# Greek books



## kokos (Dec 24, 2011)

Hello,

Has anyone uploaded any greek books on hers/his Kindle? I have tried to upload a greek book that I downloaded from Project Gutenberg on my Kindle but I can't find it afterwards. I see that there is an item not indexed yet but still it doesn't show up anywhere.

The book is in mobi format.

Can anyone help with this?

Thanks,
Thomas


----------



## Linjeakel (Mar 17, 2010)

Hi, Thomas - welcome to Kindleboards! 

If it's a .mobi file and you put it in the 'documents' folder on your Kindle, it should show up. That doesn't necessarily mean you would be able to open and read it, but it should show up on your home page.

I would double check that you put it in the correct place (the 'documents' folder) and then if you have an item that won't index (and you're not missing any other books) I would suggest you delete that and download the file again.

At some point you might try a restart too (menu-->settings-->menu-->restart) as many problems are solved by a simple 'reboot' of the system.
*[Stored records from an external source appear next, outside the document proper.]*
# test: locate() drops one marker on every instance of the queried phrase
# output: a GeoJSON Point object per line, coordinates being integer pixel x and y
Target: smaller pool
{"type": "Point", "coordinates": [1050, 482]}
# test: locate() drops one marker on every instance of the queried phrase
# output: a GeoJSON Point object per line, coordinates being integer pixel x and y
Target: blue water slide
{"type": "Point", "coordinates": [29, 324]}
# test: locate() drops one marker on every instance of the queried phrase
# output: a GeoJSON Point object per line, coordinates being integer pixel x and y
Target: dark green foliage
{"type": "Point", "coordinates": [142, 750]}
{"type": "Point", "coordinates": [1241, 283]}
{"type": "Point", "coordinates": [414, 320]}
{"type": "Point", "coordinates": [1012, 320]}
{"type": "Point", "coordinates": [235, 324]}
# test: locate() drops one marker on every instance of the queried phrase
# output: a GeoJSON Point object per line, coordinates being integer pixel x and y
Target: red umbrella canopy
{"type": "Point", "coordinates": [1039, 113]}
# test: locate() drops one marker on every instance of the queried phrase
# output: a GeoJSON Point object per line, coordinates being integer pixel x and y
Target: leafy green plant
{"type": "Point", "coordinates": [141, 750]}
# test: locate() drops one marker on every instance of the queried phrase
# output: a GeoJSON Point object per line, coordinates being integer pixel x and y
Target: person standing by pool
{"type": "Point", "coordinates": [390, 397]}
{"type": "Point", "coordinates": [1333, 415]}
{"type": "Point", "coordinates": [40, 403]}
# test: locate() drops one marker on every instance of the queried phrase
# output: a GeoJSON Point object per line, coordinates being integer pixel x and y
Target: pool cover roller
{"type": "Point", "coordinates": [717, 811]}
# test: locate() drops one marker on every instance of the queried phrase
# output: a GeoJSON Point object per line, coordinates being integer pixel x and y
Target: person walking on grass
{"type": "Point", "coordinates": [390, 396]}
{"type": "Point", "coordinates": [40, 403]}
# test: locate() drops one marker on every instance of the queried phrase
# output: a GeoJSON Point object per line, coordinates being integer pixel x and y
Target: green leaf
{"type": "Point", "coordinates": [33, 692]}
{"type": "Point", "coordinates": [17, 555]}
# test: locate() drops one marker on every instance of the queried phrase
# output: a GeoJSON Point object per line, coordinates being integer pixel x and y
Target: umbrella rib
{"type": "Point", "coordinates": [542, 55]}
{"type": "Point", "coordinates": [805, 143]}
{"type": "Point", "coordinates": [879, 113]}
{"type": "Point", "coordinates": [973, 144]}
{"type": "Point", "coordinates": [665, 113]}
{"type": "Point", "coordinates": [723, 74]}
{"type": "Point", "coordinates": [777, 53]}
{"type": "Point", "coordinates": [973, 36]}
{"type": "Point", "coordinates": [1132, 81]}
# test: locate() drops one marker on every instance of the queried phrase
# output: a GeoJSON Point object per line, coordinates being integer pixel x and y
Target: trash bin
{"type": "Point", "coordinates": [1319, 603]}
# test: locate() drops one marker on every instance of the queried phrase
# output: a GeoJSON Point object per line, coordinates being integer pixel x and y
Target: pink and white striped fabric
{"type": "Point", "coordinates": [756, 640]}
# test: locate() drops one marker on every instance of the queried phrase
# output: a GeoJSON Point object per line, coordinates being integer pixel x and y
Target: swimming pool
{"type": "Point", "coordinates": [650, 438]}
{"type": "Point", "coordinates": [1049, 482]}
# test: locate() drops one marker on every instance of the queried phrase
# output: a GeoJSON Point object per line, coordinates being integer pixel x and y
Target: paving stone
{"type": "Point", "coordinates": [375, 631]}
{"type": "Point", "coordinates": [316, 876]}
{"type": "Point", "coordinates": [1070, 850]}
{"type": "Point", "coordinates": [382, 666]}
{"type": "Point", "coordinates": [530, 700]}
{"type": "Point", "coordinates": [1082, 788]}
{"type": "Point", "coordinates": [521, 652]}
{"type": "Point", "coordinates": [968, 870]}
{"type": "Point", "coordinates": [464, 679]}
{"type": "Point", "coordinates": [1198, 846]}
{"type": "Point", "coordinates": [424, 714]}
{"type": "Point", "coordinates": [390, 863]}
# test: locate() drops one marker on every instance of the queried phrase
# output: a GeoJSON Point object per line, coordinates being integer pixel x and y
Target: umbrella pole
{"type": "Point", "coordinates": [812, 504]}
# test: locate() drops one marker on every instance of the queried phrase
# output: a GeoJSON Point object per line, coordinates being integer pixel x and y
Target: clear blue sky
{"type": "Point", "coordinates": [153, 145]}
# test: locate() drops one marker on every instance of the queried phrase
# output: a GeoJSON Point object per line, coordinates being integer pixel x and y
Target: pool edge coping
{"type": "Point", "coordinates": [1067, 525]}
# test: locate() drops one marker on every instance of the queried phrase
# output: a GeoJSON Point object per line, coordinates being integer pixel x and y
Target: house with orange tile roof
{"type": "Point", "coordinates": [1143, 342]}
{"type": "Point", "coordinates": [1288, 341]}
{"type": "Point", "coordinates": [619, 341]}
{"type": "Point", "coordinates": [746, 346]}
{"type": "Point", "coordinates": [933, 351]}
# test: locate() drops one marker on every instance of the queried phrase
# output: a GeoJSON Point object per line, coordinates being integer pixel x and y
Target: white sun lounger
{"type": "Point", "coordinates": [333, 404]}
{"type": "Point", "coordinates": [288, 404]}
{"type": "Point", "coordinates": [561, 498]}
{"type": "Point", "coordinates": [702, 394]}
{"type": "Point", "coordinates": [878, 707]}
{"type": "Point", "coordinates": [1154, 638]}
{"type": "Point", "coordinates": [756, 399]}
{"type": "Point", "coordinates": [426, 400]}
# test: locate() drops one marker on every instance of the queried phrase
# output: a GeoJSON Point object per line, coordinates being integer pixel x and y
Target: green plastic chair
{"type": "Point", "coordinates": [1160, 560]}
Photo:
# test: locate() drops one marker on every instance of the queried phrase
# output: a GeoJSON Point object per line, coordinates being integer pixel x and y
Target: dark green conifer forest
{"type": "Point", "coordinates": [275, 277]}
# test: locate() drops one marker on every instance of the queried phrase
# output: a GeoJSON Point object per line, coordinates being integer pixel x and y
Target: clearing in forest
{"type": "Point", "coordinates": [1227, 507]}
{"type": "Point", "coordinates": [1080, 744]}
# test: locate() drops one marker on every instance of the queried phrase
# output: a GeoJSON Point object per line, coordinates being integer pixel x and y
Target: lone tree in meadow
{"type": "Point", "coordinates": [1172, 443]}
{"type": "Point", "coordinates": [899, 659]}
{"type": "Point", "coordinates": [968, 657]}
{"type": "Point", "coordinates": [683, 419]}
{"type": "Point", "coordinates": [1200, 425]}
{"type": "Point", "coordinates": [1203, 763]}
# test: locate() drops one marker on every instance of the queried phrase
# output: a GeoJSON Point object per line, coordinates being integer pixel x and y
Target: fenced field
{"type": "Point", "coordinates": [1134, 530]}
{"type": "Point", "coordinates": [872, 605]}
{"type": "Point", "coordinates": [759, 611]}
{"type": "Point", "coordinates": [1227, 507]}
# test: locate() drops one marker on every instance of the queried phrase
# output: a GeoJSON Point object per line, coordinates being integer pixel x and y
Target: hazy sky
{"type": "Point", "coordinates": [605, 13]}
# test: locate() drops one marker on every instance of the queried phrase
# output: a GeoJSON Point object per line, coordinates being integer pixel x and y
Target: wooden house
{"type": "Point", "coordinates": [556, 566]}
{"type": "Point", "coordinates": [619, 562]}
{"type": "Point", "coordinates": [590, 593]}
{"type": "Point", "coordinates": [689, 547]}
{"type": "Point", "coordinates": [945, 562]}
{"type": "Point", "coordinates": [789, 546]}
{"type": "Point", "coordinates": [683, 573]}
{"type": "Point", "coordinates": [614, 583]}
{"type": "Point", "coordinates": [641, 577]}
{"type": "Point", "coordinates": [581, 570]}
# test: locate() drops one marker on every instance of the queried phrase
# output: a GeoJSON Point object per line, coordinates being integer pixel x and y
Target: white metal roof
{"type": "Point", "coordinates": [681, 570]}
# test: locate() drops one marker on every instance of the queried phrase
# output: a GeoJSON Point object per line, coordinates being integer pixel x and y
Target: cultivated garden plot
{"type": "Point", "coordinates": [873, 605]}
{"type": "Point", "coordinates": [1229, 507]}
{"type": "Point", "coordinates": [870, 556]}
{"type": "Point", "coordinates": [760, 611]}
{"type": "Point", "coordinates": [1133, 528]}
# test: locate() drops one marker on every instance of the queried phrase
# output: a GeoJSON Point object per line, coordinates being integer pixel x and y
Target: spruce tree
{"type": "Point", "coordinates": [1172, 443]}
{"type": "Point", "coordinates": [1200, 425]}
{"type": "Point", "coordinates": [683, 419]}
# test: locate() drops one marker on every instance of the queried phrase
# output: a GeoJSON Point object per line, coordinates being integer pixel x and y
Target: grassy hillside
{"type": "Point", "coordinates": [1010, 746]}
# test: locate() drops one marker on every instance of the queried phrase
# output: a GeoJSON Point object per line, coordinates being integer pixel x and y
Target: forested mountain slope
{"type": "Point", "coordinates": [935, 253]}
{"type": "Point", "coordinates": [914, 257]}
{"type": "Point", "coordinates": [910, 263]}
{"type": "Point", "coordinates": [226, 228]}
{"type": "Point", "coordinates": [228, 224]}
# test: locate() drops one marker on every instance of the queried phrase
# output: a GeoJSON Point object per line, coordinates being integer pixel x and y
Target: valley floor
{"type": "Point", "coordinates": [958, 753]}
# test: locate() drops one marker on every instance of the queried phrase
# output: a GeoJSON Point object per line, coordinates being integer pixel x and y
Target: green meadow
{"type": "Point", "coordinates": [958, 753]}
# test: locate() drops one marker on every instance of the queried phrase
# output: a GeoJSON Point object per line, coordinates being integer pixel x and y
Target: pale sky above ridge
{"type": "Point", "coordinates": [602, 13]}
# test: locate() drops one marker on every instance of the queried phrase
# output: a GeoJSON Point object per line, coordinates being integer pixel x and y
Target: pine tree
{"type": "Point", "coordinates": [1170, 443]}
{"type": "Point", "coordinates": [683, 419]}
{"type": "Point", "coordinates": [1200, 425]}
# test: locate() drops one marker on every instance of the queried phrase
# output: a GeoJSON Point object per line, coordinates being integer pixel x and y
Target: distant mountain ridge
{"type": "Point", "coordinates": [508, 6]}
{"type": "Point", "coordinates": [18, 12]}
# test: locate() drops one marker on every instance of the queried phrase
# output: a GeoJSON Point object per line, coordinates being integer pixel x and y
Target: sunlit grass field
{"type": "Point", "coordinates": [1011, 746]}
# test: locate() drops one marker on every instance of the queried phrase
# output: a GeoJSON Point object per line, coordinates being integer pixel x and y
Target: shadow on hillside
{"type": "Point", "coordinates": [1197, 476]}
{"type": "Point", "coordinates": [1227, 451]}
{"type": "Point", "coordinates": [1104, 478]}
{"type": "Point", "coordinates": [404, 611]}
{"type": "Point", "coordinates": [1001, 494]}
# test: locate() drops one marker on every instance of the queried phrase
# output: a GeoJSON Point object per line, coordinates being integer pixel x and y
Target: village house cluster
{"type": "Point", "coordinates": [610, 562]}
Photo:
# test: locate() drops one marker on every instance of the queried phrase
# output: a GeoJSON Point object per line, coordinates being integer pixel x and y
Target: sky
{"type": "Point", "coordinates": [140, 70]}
Let us know how you get on.


----------



## kokos (Dec 24, 2011)

Hello,

I have tried all these but still the book does not show up anywhere.

Thomas


----------



## Betsy the Quilter (Oct 27, 2008)

kokos said:


> Hello,
> 
> Has anyone uploaded any greek books on hers/his Kindle? I have tried to upload a greek book that I downloaded from Project Gutenberg on my Kindle but I can't find it afterwards. I see that there is an item not indexed yet but still it doesn't show up anywhere.
> 
> ...


Thomas,

Can you give me a link to the book so I can test?

Betsy


----------



## Beatriz (Feb 22, 2011)

kokos said:


> Hello,
> 
> Has anyone uploaded any greek books on hers/his Kindle? I have tried to upload a greek book that I downloaded from Project Gutenberg on my Kindle but I can't find it afterwards. I see that there is an item not indexed yet but still it doesn't show up anywhere.
> 
> ...


Nope, sorry. I have never tried to upload to my Kindle in any other language but English. Call Support, that's my answer for everything.


----------



## kokos (Dec 24, 2011)

Betsy the Quilter said:


> Thomas,
> 
> Can you give me a link to the book so I can test?
> 
> Betsy


Hello Betsy,

Here is a link: http://www.gutenberg.org/ebooks/28626

Thanks,
Thomas


----------